The first Hilbert problem was Cantor's continuum hypothesis, which asks if there is a size of infinity strictly between $$\aleph_0$$ (the number of integers) and $$c$$, where $$c = |\mathbb{R}|$$ (the number of real numbers).

The second Hilbert problem, The compatibility of the arithmetical axioms, was what Bertrand Russel worked on in his Principia Mathematica, which a young austrian genius named Kurt Gödel used as a starting point for his work on his Incompleteness Theorem. It cannot be stated how much this changed our philosophical understanding of mathematics. Inspired by Gödel, a young Brit named Alan Turing applied Gödel's ideas in his work on computable and uncomputable functions, and Turing's work became the basis for the development of computers.

Hilbert's list sparked a revolution in mathematics, philosophy and computer science.

The quanta article points at a similar list, but for the niche field of low-dimensional topology, which includes knot theory and 3-manifolds.
The analogous list is from a mathematician named Rob Kirby:

Kirby attributes this early-career success in part to the existence of the Milnor list, which provided him with a greater variety of projects to choose from than he would have received from the people immediately around him in graduate school

“If you’re writing a letter of recommendation for someone and they’ve solved a Kirby problem, you mention that in your letter,” said John Baldwin, a mathematician at Boston College who participated in the workshop and is helping to edit the list.

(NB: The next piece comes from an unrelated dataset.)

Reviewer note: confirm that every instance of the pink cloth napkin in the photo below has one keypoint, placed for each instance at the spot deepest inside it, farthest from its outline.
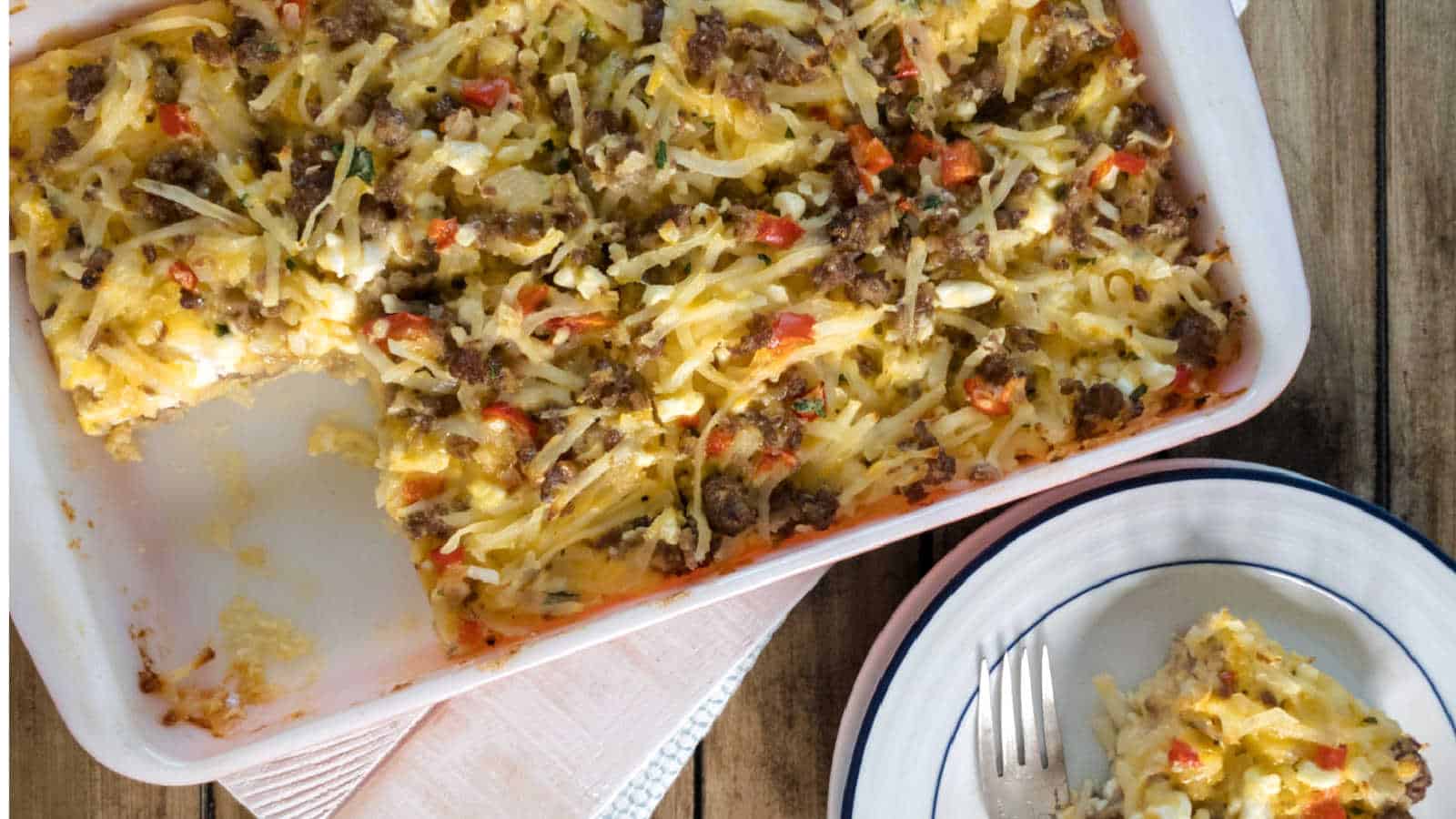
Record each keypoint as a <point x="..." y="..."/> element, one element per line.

The lists serve a social function, naming relevant problems and making them legible to the wider community. This is an essential way to transfer status to budding young mathematicians. It also helps the young mathematicians by presenting them with a mathematical frontier they can explore that has been mapped out, but not conquered, by the previous generation. This succession process is incredibly important to the long-term success of mathematics, and it should be more widely appreciated.